In the foregoing embodiments, the descriptions of the embodiments are emphasized, and for parts of one embodiment that are not described in detail, reference may be made to related descriptions of other embodiments.

The above description is only of the preferred embodiments of the present application and is not intended to limit the present application, but various modifications and variations can be made to the present application by those skilled in the art. Any modification, equivalent replacement, improvement, etc. made within the spirit and principle of the present application should be included in the protection scope of the present application.

Claims (6)

1. A compressor, comprising:

a housing (10);

the first cylinder assembly is arranged in the shell (10), the first cylinder assembly comprises a first cylinder (20) and a first exhaust channel (41), the first exhaust channel (41) is communicated with an exhaust port of the first cylinder (20), and the first cylinder (20) discharges a refrigerant to the outside of the shell (10) through the first exhaust channel (41);

the second cylinder assembly is arranged in the shell (10), the second cylinder assembly comprises a second cylinder (30) and a second exhaust channel (42), the second exhaust channel (42) is communicated with an exhaust port of the second cylinder (30), the second cylinder (30) discharges a refrigerant out of the shell (10) through the second exhaust channel (42), and the first exhaust channel (21) and the second exhaust channel (42) are independently arranged;

the compressor further includes: the exhaust valve plate is arranged in the second exhaust channel (42), and the compressor independently uses the refrigerants discharged by the two cylinder assemblies to heat simultaneously, refrigerate simultaneously, or heat one of the refrigerants and refrigerate the other of the refrigerants;

the shell (10) is provided with a shell exhaust port (11), the shell exhaust port (11) is communicated with an inner cavity of the shell (10), an exhaust port of the first cylinder (20) is communicated with the inner cavity, a first exhaust channel (41) is arranged between the first cylinder component and the inner wall of the shell (10) in a surrounding mode, and a refrigerant compressed by the first cylinder component is discharged into a shell accommodating cavity of the compressor and then discharged out of the shell through the accommodating cavity;

the first cylinder assembly further comprises a first suction channel (43), and a first end of the first suction channel (43) extends into the shell (10) and is communicated with the suction port of the first cylinder (20);

the second cylinder assembly further comprises a second air suction channel (44), a first end of the second air suction channel (44) extends into the shell (10) and is communicated with an air suction port of the second cylinder (30), a second end of the second air suction channel (44) extends out of the shell (10), and the first air suction channel (43) and the second air suction channel (44) are independently arranged;

wherein, the compressor further includes: and a flange part (50), wherein the flange part (50) is arranged in the shell (10) and is adjacent to the second cylinder assembly, part of the second exhaust passage (42) is arranged in the flange part (50) and is communicated with the exhaust port of the second cylinder (30), and the other part of the second exhaust passage (42) extends out of the shell (10).

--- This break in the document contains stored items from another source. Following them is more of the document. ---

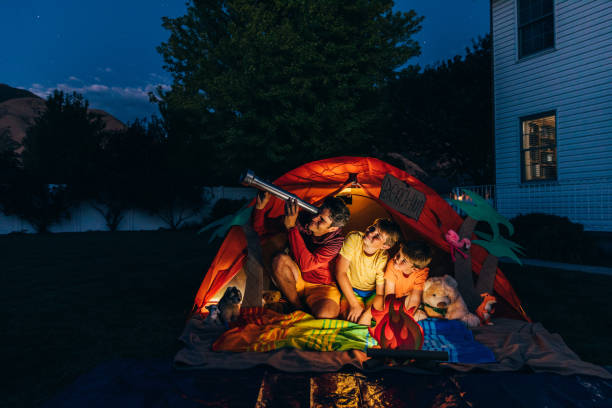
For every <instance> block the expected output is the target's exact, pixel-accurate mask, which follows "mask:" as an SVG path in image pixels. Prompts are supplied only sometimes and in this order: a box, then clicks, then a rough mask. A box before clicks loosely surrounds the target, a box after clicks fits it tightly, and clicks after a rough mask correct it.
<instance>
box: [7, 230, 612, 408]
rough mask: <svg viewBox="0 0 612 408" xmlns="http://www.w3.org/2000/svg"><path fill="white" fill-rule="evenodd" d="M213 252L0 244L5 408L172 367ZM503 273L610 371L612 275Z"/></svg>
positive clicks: (100, 245) (572, 272) (128, 234)
mask: <svg viewBox="0 0 612 408" xmlns="http://www.w3.org/2000/svg"><path fill="white" fill-rule="evenodd" d="M217 245H218V244H217ZM215 251H216V245H213V246H211V245H209V244H208V243H207V237H204V236H199V235H197V234H195V233H194V232H191V231H177V232H172V231H155V232H116V233H110V232H88V233H66V234H50V235H8V236H0V256H1V258H0V259H2V263H1V268H2V269H1V271H2V274H1V277H2V282H1V283H2V289H3V296H2V298H1V299H0V302H1V306H2V308H3V310H6V311H7V313H6V321H7V324H6V326H5V327H6V329H5V332H4V336H2V339H3V344H2V349H3V352H4V353H5V356H4V358H3V361H5V364H6V365H5V367H7V368H9V371H5V373H8V374H9V375H8V376H6V377H8V380H4V384H5V386H6V390H7V391H5V392H3V397H4V396H6V397H7V398H8V400H7V401H5V402H6V403H7V406H19V407H27V406H34V405H36V404H38V403H40V402H42V401H44V400H46V399H48V398H49V397H51V396H52V395H54V394H55V393H57V392H58V391H59V390H60V389H62V388H63V387H65V386H67V385H68V384H70V383H72V382H73V381H74V380H75V379H76V378H77V377H78V376H79V375H80V374H83V373H85V372H87V371H90V370H91V369H93V368H94V367H95V366H97V365H98V364H100V363H102V362H105V361H108V360H111V359H114V358H137V359H151V358H165V359H170V358H171V357H172V356H173V355H174V353H175V352H176V351H177V350H178V347H179V344H178V342H177V340H176V338H177V337H178V335H179V334H180V333H181V330H182V328H183V325H184V322H185V318H186V317H187V314H188V313H189V311H190V310H191V306H192V302H193V298H194V296H195V293H196V291H197V289H198V287H199V284H200V282H201V280H202V277H203V274H204V272H205V270H206V269H207V267H208V265H209V263H210V261H211V260H212V258H213V256H214V254H215ZM504 271H505V273H506V274H507V275H508V277H509V279H510V281H511V282H512V283H513V284H514V285H515V289H516V291H517V292H518V295H519V297H520V298H521V299H522V300H523V303H524V306H525V309H526V311H527V313H528V314H529V315H530V316H531V317H532V318H533V319H534V321H540V322H542V323H543V324H544V326H545V327H546V328H548V329H549V330H550V331H552V332H557V333H559V334H561V335H562V336H563V338H564V339H565V340H566V342H567V343H568V345H569V346H570V347H571V348H572V349H573V350H574V351H576V352H577V353H578V354H579V355H580V356H581V357H582V358H583V359H585V360H587V361H591V362H595V363H598V364H602V365H611V364H612V351H611V350H610V349H609V347H608V346H607V342H608V340H609V335H610V333H611V332H612V330H611V329H612V323H611V322H612V312H611V311H610V309H609V308H606V307H604V306H605V304H607V300H608V298H609V297H610V296H609V295H610V293H611V289H610V288H612V277H609V276H599V275H589V274H582V273H579V272H567V271H557V270H548V269H542V268H533V267H529V268H527V267H524V268H520V267H517V266H511V265H504ZM9 390H10V391H9Z"/></svg>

2. The compressor of claim 1, wherein,

the second end of the first suction channel (43) extends outside the housing (10).

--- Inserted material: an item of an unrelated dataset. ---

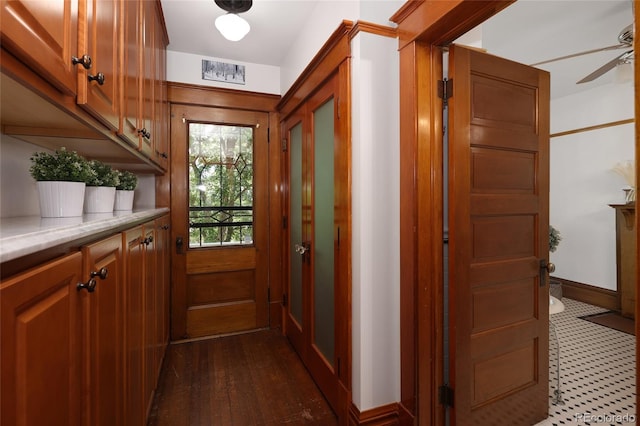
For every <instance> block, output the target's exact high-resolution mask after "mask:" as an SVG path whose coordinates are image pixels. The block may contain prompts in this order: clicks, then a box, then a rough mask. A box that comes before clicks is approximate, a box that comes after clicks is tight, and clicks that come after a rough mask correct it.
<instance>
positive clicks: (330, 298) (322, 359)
mask: <svg viewBox="0 0 640 426" xmlns="http://www.w3.org/2000/svg"><path fill="white" fill-rule="evenodd" d="M336 90H337V82H336V78H333V79H332V80H330V81H329V82H328V83H327V84H325V85H324V86H323V87H322V88H321V89H320V90H319V91H318V92H316V94H315V95H313V96H312V98H311V99H310V100H309V101H307V102H306V103H305V104H304V105H303V106H302V107H300V109H299V111H298V112H297V113H295V114H293V115H292V116H290V117H289V118H288V119H287V120H286V121H285V122H284V128H283V135H285V138H286V140H287V153H288V155H287V159H288V161H287V169H286V171H285V175H286V176H287V183H288V200H287V201H288V202H287V203H285V205H286V204H288V211H287V212H285V216H286V217H287V222H288V228H287V231H288V232H287V233H288V236H287V237H286V238H285V239H284V241H285V244H284V246H285V251H286V253H285V256H284V259H285V263H286V265H287V268H288V271H287V274H285V276H288V277H289V280H288V286H287V292H286V294H287V305H286V308H285V309H286V314H285V330H286V334H287V336H288V338H289V339H290V341H291V343H292V344H293V346H294V347H295V349H296V351H297V352H298V354H299V355H300V358H301V359H302V361H303V362H304V364H305V365H306V367H307V369H308V370H309V372H310V373H311V375H312V377H313V379H314V381H315V382H316V384H317V385H318V387H319V388H320V390H321V391H322V392H323V394H324V395H325V397H326V398H327V400H328V401H329V403H330V404H331V406H332V407H333V409H334V411H339V410H338V407H337V401H338V392H339V390H338V389H339V383H338V380H339V377H340V371H339V369H340V357H339V351H340V348H339V347H338V346H339V344H340V343H339V341H338V339H337V335H338V334H339V332H338V333H337V332H336V331H337V328H336V322H337V321H336V317H337V315H336V314H337V310H336V295H337V294H339V290H338V287H339V286H340V285H341V282H340V274H339V273H338V262H339V259H340V258H341V251H340V226H339V218H337V217H336V214H335V212H336V211H337V206H338V204H339V202H336V200H338V199H337V198H336V195H337V193H338V192H339V189H338V188H340V185H341V184H342V183H344V182H340V178H339V171H338V170H337V169H338V167H336V165H338V164H340V162H339V161H340V159H338V158H336V156H338V155H339V152H340V147H339V143H340V142H339V138H337V137H336V134H337V132H338V130H337V129H338V125H337V120H338V115H337V111H338V102H337V100H336Z"/></svg>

3. The compressor of claim 1, further comprising:

and the crankshaft (60) is arranged in the shell (10), and the crankshaft (60) is sequentially connected with the first cylinder assembly and the second cylinder assembly.

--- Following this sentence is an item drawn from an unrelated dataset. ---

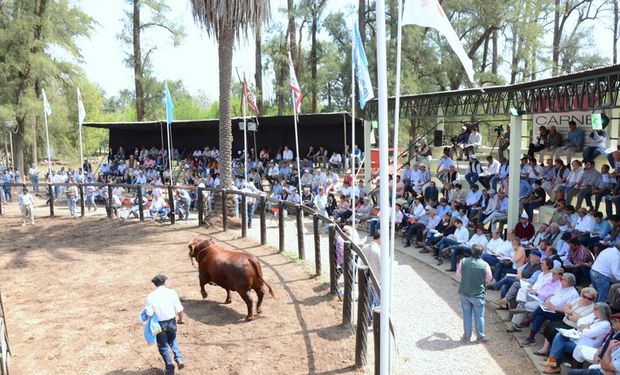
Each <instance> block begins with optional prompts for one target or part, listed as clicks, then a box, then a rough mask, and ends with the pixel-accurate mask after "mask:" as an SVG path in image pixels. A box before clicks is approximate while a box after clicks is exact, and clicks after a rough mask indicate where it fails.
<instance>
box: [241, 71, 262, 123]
mask: <svg viewBox="0 0 620 375" xmlns="http://www.w3.org/2000/svg"><path fill="white" fill-rule="evenodd" d="M243 95H245V100H246V102H247V103H248V105H249V106H250V111H252V112H253V113H254V114H255V115H256V116H260V111H259V110H258V106H257V105H256V97H255V96H254V93H253V92H252V90H250V85H248V81H247V80H246V79H245V73H243Z"/></svg>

4. A compressor as claimed in claim 3, further comprising:

and a driving unit (70), wherein the driving unit (70) is provided in the housing (10) and is connected to the crankshaft (60).

5. The compressor according to claim 1, characterized in that the compression capacity of the first cylinder (20) is the same as the compression capacity of the second cylinder (30) or the compression capacity of the first cylinder (20) is different from the compression capacity of the second cylinder (30).

6. An air conditioner comprising a compressor, wherein the compressor is the compressor of any one of claims 1 to 5.